Less than two months since Virgin Galactic founder Richard Branson’s first spaceflight, the company’s future missions are on a halt. The US Federal Aviation Administration (FAA) has grounded Virgin Galactic while the agency investigates the off-course drifting of the spaceflight during its climb.
Branson flew aboard the VSS Unity on July 11, 2021 as the spaceship took its first fully crewed spaceflight. Deviation from the ship’s course was noted during its descent back to the runway, which took the spaceship beyond the FAA’s air traffic control clearance area. While the aerospace company accepted that the spacecraft dropped from the protected airspace, it stated that was for about a minute and 40 seconds due to high-altitude wind. Virgin Galactic insisted that it was a safe and successful flight, the pilots responded appropriately and no one on board was in any added danger at any point. However, the FAA is overseeing the probe and only after thorough investigation would it allow further missions since it is about people’s safety.
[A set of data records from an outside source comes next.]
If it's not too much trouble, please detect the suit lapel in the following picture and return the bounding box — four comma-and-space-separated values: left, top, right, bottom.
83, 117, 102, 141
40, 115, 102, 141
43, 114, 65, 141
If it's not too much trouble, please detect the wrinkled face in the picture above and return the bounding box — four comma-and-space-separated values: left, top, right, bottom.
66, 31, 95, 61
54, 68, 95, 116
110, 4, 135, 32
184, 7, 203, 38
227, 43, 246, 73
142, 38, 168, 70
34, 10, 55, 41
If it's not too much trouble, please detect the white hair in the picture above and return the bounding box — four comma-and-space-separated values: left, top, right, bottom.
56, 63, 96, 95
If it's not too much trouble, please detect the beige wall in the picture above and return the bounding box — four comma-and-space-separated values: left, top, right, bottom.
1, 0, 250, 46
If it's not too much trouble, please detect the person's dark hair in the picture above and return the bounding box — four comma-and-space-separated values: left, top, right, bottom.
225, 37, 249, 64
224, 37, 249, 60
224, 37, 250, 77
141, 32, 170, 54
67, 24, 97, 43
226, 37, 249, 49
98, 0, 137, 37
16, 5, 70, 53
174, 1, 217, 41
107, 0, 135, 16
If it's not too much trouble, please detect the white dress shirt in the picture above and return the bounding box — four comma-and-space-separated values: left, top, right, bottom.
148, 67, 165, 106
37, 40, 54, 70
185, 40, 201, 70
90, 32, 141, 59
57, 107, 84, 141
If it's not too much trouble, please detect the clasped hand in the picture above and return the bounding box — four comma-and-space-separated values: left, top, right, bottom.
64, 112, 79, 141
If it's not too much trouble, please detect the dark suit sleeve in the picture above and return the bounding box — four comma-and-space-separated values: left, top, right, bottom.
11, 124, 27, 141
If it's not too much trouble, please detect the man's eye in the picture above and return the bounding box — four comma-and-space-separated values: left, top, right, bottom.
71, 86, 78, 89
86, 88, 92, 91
It is all the more important here because Virgin Galactic plans on taking civilians to space in the future and make space travel more accessible.
After the successful flight on July 11, Virgin Galactic had also announced a partnership with “Omaze and Space for humanity to inspire the next generation of dreamers” and had invited people to be a part of future spaceflights. Two additional test flights were planned before the company expects to commence commercial service in 2022.
However, just when the company announced its next research mission, the FAA ban came along. On September 2, 2021, Virgin Galactic announced the manifest for the next rocket-powered test flight of SpaceShipTwo Unity from Spaceport America, which will be the first commercial, humantended research mission for the Company.
Named the “Unity 23” mission, this would have been the 23rd flight for VSS Unity. The mission planned to carry three paying crew members from the Italian Air Force and the National Research Council. The goal of the mission is to evaluate and measure the effects of the transitional phase from gravity to microgravity on the human body. Other payloads to be on board would study the effect of the microgravity environment on a range of chemical and physical properties. “By testing and evaluating physiological and technological responses in sub-orbital flight, the mission aims to produce insights relevant to current and future spaceflight systems and technologies,” the company had mentioned in the official release.
The company was targeting a flight window in late September or early October 2021, pending technical checks and weather. However, now unless FAA clears the company, no further flights would take place awaits go ahead after investigation.